PRISIONERAS
Las dos niñas y Tim avanzaban con precaución en busca de los raíles que conducían a la mina. La suerte las acompañó y llegaron al punto en que los gitanos habían arrancado las vías hacía muchos años, y después al sitio donde los raíles empezaban de nuevo para terminar en la mina.
—¡Aquí están las vías! —exclamó Jorge—. Éste es el buen camino.

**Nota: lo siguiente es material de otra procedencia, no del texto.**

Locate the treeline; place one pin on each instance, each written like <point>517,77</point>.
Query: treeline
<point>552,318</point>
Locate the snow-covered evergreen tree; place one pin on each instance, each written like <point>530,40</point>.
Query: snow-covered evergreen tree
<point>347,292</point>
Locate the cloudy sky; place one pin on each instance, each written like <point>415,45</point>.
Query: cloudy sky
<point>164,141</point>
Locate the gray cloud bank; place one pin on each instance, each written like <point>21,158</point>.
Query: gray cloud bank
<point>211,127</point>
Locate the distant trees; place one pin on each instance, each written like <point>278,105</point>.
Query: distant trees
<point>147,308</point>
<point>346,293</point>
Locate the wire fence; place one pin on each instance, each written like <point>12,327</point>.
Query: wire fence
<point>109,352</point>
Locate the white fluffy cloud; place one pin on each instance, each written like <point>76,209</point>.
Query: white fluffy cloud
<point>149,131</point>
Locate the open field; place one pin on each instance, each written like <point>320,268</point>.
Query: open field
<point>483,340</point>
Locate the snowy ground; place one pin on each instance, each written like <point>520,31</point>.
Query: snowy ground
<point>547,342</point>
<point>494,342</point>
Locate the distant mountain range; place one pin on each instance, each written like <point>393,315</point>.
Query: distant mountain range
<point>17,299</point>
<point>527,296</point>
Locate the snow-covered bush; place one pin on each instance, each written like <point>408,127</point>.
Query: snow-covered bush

Ahora nos bastará seguir los raíles para llegar a la mina. Allí estaremos más abrigadas que aquí. Esta niebla es fría y húmeda hasta lo insoportable.

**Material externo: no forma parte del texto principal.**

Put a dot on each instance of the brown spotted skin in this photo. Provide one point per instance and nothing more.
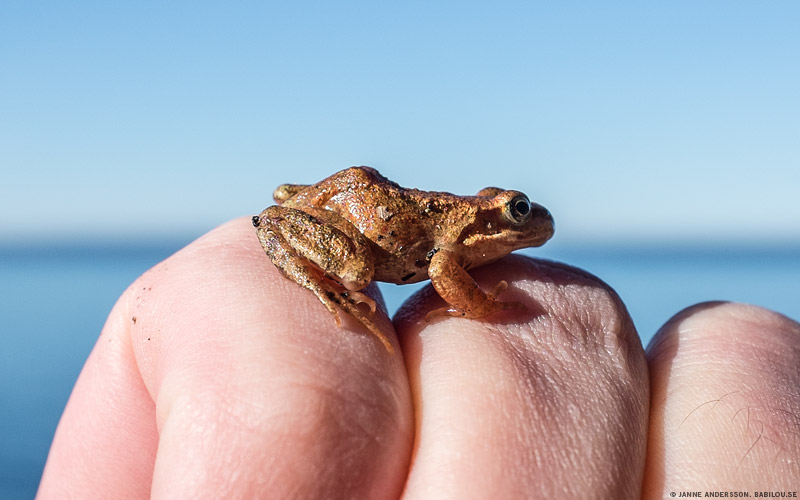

—Y llegó tan de improviso —dijo Ana, dirigiendo al suelo la luz de su linterna—. No podía dar crédito a mis ojos cuando vi que la niebla nos envolvía. Yo…
Se detuvo de pronto, al oír un sordo gruñido de Tim.

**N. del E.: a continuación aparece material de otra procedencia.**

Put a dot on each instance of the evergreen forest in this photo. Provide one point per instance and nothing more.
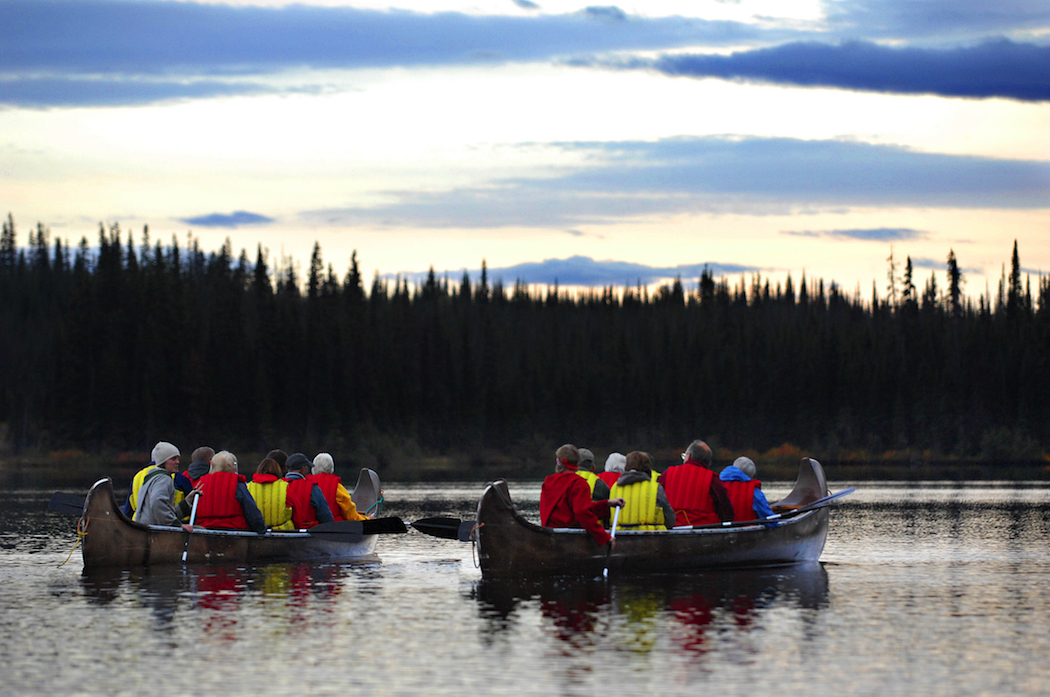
(120, 344)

—¿Qué pasa, Tim —le preguntó en voz baja.
El perro estaba inmóvil, con las orejas levantadas y la cola rígida, mirando fijamente a través de la oscuridad.
—¿Qué ocurrirá? —murmuró Ana—. Yo no oigo nada, ¿y tú?
Las dos permanecieron unos instantes a la escucha. No oyeron nada. Entonces continuaron su camino hacia la mina, diciéndose que Tim debía de haber oído pasar algún conejo o algún erizo y que por eso se había puesto a gruñir, como solía hacer en tales casos.
Tim oyó un ruido y se dirigió hacia él, perdiéndose inmediatamente en la niebla. De pronto, lanzó un agudo ladrido. Luego se oyó un golpe sordo, y Tim ya no pudo oír nada más.
—¡Tim! ¿Qué ha sucedido? ¡Tim, ven aquí! —gritó Jorge con todas sus fuerzas.
Pero Tim no volvió. Las niñas oyeron arrastrar algo pesado. Jorge corrió hacia el lugar de donde procedía el ruido.
—¡Tim! ¡Tim!, ¿qué ha pasado? —gritó—. ¿Dónde estás? ¿Estás herido?
La niebla la envolvía, y la niña, furiosa al no poder ver nada, la golpeaba con los puños.
—¡Tim, Tim!
Entonces unas manos le sujetaron los brazos por detrás y una voz le dijo:
—Ven conmigo. Ya os advertimos que no queríamos chicos curiosos en el páramo.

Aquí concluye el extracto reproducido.